Food critic

A salad with sweet crab, diced watermelon and raw corn is a winner on Sweetgreen’s always-seasonal menu. (Dixie D. Vereen/For The Washington Post)

As big as Sweetgreen has grown in the 10 years since it rolled out in little more than 500 square feet in Georgetown, the health-minded, fast-casual, “full-scratch” recipe from a trio of college buddies has never strayed from its mission: Buy from local producers and be a good neighbor.

Nowhere is the idea played up more right now than at the latest and biggest branch of Sweetgreen in the District, where a sign on the sidewalk promotes “true blue” Maryland crab and the walls inside the city’s 12th outlet include sketches of Georgetown and a white neon sign welcoming nearby students with “Hoya Saxa.” (The chain, now based in Los Angeles, makes a habit of hiring customers who happen to be artists to enliven its stores.) What’s more, from 9 a.m. to 1 p.m. on Saturdays, the adjoining parking lot hosts vendors from Freshfarm Dupont Circle Market, where co-creator Nicolas Jammet, a 2007 graduate of Georgetown University, met some of his original suppliers. His comrades are Jonathan Neman and Nathaniel Ru.


The Shroomami, top, and spicy crab and watermelon salad feature local ingredients and marry bold flavors with varied textures. (Dixie D. Vereen/For The Washington Post)

Genesis Torrez tops off bowls at the new Sweetgreen restaurant in Georgetown. (Dixie D. Vereen/For The Washington Post)

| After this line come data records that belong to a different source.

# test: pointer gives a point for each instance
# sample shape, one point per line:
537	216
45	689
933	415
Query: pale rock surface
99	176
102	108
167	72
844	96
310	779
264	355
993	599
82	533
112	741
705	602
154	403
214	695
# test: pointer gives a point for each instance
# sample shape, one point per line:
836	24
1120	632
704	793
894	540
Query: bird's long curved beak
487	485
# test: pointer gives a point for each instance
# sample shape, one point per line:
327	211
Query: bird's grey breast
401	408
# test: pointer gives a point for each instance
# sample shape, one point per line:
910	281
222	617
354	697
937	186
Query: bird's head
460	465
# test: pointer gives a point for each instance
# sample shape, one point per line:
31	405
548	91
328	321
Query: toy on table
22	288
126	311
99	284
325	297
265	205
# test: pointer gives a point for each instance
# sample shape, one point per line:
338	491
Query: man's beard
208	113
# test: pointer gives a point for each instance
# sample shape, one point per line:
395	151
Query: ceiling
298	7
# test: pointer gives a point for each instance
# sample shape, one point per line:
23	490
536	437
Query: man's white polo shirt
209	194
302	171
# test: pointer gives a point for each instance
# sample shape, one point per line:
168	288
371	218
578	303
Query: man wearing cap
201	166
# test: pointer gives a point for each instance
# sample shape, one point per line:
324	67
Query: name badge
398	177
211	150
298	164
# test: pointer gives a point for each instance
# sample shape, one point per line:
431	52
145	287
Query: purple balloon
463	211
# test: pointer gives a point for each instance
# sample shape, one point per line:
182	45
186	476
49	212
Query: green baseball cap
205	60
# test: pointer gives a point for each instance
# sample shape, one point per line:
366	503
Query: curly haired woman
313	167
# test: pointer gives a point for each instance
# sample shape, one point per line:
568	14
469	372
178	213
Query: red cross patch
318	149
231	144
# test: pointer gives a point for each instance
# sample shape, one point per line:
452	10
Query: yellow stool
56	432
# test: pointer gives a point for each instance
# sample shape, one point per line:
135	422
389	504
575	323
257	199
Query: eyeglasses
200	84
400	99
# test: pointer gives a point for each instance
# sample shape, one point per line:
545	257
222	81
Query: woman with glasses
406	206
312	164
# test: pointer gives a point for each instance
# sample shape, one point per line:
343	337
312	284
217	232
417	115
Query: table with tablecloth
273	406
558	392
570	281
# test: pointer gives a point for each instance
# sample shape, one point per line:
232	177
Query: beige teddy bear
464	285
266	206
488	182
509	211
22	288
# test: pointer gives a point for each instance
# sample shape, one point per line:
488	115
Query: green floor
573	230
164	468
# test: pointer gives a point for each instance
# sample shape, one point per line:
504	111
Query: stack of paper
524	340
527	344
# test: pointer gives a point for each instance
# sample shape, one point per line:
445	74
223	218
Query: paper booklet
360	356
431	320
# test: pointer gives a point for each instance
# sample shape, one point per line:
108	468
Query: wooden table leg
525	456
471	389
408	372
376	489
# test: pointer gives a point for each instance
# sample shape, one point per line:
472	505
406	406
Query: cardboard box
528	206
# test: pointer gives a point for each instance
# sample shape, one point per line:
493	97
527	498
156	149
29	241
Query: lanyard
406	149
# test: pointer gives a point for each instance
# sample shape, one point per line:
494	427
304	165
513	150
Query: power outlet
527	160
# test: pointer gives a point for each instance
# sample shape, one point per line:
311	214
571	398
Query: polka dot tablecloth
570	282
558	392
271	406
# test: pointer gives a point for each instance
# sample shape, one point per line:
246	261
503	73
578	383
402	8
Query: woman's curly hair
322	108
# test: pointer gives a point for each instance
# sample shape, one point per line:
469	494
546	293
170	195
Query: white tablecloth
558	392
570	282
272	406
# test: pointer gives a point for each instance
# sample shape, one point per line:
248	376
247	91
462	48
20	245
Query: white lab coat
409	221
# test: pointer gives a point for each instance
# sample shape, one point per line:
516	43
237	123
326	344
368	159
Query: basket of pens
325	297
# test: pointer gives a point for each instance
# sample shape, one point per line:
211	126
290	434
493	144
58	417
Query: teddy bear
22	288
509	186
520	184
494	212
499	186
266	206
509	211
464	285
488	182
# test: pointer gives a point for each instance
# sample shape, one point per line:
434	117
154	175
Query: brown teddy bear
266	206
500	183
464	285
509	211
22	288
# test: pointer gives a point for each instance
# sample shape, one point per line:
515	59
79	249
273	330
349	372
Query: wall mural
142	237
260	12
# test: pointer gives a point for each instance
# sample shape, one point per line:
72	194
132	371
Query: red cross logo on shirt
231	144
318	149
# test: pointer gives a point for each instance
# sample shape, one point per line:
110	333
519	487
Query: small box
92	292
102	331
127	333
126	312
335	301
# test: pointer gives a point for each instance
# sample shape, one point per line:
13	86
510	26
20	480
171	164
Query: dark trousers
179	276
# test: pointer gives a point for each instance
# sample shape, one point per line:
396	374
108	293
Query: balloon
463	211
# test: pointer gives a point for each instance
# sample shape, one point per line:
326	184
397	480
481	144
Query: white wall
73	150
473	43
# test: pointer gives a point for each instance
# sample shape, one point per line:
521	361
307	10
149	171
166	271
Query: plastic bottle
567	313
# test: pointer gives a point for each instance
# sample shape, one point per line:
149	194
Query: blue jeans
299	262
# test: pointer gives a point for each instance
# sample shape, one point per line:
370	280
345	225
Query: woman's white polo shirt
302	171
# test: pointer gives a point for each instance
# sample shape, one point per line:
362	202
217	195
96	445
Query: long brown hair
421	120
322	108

Early on a recent weekend, I found myself in a swiftly moving line, surveying what looked like the best part of the food pyramid: chopped peaches, sweet potatoes, red cabbage, chicken, sesame tofu and more. A menu on the wall tempted me with all sorts of appealing ways to combine some of those selections. Anyone who likes to eat to the tune of the season should gravitate to the combination of sweet crab, diced watermelon and raw corn while it lasts. Bulked up with romaine and mesclun, and spiked with a carrot-chile vinaigrette, the salad lets summer linger, at least on the palate. Heartier is the Shroomami, a warm mix of fleshy portobellos, shredded kale, wild rice, earthy beets (hold on, there’s more), roasted tofu and sunflower seeds. A gingery miso dressing ties the elements together.

The pedigree of almost every ingredient is listed on a chalkboard. That kale in your chicken Caesar salad? Thank Richardson Farms in Maryland.

“Light, medium or heavy?” a counter server asks. She nodded to the dressings and I found another reason to bond with the homegrown chain, which expects to have more than 80 branches by year’s end. “Light,” by the way, gets you but a suggestion of your application of choice. “Medium” is more my style. Several squirts of spicy cashew dressing on a Rad Thai salad — organic greens tossed with crisp bean sprouts, springy shrimp and shredded carrots and cabbage — kept the contents of my bowl restoring rather than nap-inducing.


Speed is critical for Sweetgreen’s co-creators, and by eliminating cash at District branches, employees can move customers through the line quicker — especially during busy lunchtime hours. (Dixie D. Vereen/For The Washington Post)

Not all drinks are created equal. Cucumber juice with lime and ginger slipped some cool in a hot day, but watermelon fresca with cilantro tasted watered down.

Sweetgreen, which prepares all its food on site and offers online ordering, is cashless everywhere except Boston. A sign at the counter calls it a win-win policy for all involved, since more guests can be served in less time when no one has to count money.

“We’re big believers in constant evolution,” says Jammet, a trailblazer in the industry.

Ten years is a long time for restaurants and for revolutions — and Sweetgreen excels at both.

1044 Wisconsin Ave. NW, 202-838-4300. sweetgreen.com. Salads and warm bowls, $6.60 to $12.65.